The Lomond Chronoscope comes in four flavors split into two distinct styles: Classic and Vintage. We received one from each for review. The Classic White features a white dial with a subtle metallic sheen. The printed markings are grey with red and green lume accents. The Vintage Coffee then has a dark brown glossy dial that looks nearly back at times, with markings that are a mix of gold and green lume (which doesn’t read so green here) and a splash of red. A set of bronze sub-dials anchor the design.
Advertisement The Classic White. The Classic series features a matte ceramic insert with a telemeter scale. The Vintage Coffee. The Vintage series features a polished cermamic insert.
Like the Cherwell that came before it, the Lomond features a stacked dial. The top layer is reserved for the lume plots denoting each hour; the logo below 12; and “CHRONOSCOPE,” the water-resistance rating and “HAND WOUND” above six.
The sub-dials at three and nine then are two cut outs revealing the bottom layer. Both sub-dials feature concentric circles. Moving now to the very outer edge of the dial, you have a steep drop that takes you back to that bottom layer. This is a look that mimics classic stepped dial. Here, you’ll find the chronograph seconds track, with a polished marker at every five-minute mark, large hash markers for every minute/second, and smaller hash markers for an additional 1/5th scale.
One very cool detail worth noting is that the box crystal magnifies and distorts this track when viewed head on, giving greater presence to the applied and seconds markings while obscuring the smaller scale.
The hands are faceted swords center-filled with Super-Luminova. Then, you have the central chronograph hand–a long arrow with a lumed tip and a skeletonzed lollipop counterbalance. At the sub-dials there is a set polished tapering needles. Overall, the handset here is quite attractive and feels appropriate to the replica watch, adding enough personality without drawing attention away from the beauty of the dials.
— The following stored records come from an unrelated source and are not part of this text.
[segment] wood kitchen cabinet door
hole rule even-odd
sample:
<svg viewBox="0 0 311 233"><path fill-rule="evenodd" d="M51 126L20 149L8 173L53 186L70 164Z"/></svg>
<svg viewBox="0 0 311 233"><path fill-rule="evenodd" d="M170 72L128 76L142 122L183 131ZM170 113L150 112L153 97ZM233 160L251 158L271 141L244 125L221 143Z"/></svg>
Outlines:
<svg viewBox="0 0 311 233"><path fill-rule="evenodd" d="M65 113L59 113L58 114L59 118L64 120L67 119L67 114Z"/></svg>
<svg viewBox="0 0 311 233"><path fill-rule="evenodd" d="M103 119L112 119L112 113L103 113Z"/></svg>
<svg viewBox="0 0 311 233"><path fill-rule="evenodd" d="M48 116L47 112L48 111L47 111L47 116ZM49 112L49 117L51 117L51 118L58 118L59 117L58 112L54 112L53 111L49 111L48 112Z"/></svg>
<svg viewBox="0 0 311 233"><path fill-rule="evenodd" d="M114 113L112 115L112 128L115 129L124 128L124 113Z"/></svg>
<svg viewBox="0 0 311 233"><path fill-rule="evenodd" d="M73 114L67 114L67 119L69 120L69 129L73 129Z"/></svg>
When explaining the process behind the design, Oliver Goffe and Gordon Fraser—the duo behind Marloe Replica Watch Company—offered the following:
“Whilst there will always be debate over design decisions, we feel that we’ve managed to create a replica watch that looks both unique and fresh whilst feeling familiar and recognisable; the constituent parts all working together to form a cohesive piece.”
I couldn’t agree more. While there are certainly some recognizable elements, the total end result feels fresh and intentional. In fact, if Junghans ever produced a sports chronograph under the Max Bill line, I can’t help but imagine this isn’t too far off from what that might be. All in all, they nailed it.
And it seems I’m not the only one with this opinion. Others seem to be drawn to the design, too, as the Kickstarter campaign reached its goal in just 25 minutes. At the current going rate of $372, this is one hell of a value-packed replica watch. Units are expect to ship October 2017.
To reserve yours, head on over to the Lomond Kickstarter Campaign.